Dorian, belki de ruhunun kurtuluşu için tek çare olan aşkın parlak ışıklarını da, büyüyen zifiri karanlığında boğar. Bir tiyatroda aktrist olan güzel ve saf Sibly Vane’nin sunduğu katıksız sevgiye duyarsızca sırt çevirir. Güzel Sibly, Yunan hemcinsi Echo gibi dramatik bir sonla yaşamının en taze mevsiminde solup gider. Bu durumdan az da olsa etkilenen Dorian, kendine bastırma psikolojisini kalkan yaparak, kasvetli ruh durumundan çabucak sıyrılır. Bu olay hiç yaşanmamış gibi hayatına kaldığı yerden devam eder. Sibly, onun yolda yanlışlıkla üzerine basıp boynunu kırdığı bir kır çiçeğidir. “Bu işte benim ne suçum olabilir ki” diye düşünür Dorian, “o yolun üstündeydi ve ben sadece oradan geçiyordum.”

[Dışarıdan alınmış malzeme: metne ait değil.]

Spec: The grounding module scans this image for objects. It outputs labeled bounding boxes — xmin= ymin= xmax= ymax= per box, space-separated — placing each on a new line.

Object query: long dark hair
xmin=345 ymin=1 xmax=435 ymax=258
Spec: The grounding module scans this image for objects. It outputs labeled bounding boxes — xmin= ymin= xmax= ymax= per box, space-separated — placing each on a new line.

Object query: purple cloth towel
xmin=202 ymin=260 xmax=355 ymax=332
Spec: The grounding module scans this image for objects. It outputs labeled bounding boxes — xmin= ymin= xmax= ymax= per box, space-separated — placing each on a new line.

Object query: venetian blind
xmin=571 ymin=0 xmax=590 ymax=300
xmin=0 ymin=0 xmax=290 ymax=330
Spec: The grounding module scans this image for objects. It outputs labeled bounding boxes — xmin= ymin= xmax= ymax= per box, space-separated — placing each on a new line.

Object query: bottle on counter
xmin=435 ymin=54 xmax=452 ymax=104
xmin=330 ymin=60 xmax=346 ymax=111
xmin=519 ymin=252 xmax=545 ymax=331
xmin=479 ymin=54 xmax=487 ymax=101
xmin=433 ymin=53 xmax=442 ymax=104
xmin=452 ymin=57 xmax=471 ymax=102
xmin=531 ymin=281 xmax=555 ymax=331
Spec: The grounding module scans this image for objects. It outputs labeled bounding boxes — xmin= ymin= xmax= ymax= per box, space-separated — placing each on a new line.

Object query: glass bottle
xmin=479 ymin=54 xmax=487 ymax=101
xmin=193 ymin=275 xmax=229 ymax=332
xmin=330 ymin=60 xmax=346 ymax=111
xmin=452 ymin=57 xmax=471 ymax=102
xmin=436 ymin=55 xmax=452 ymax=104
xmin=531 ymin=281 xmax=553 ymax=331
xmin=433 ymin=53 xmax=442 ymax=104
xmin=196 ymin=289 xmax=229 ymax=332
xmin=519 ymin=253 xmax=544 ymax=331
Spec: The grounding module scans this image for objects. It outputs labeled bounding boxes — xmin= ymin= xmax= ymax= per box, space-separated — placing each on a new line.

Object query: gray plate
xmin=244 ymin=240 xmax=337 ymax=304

Zaman hızlı adımlarla yürürken, bir taraftan portre diğer taraftan portrenin aslının ruhu, mor, yeşil bir kokuşmuşlukla çürür. Dorian’ın dileği onun lanetine dönüşür. Artık portreyi tüm gözlerden saklamalıdır. Ona fırça darbeleriyle hayat veren Basil, eserini tekrar görmek için ısrarcı davranır. Bu ısrar, sanatçının ilham kaynağı olan güzellik tarafından kurban edilmesine neden olur. Filmin sonlarına doğru izleyici, ilahi adalet beklentisi içerisine girmekten kendini alıkoyamaz. Kötülük hep vardır ama onu diliyle, teşvikiyle, ısrarıyla körükleyenler de hep var olmuştur. İşte onlar en az kötülüğü yapanlar kadar suçlu ve sorumludur. Evet, bu film için kötülüğü körükleyen bu varlık, şüphesiz Lord Henry’dir. Film, her ne kadar izleyicinin kolayca tahmin edebileceği bir sonla kurgulanmış olsa da, bir o kadar da tatmin edici olduğunu söyleyebilirim.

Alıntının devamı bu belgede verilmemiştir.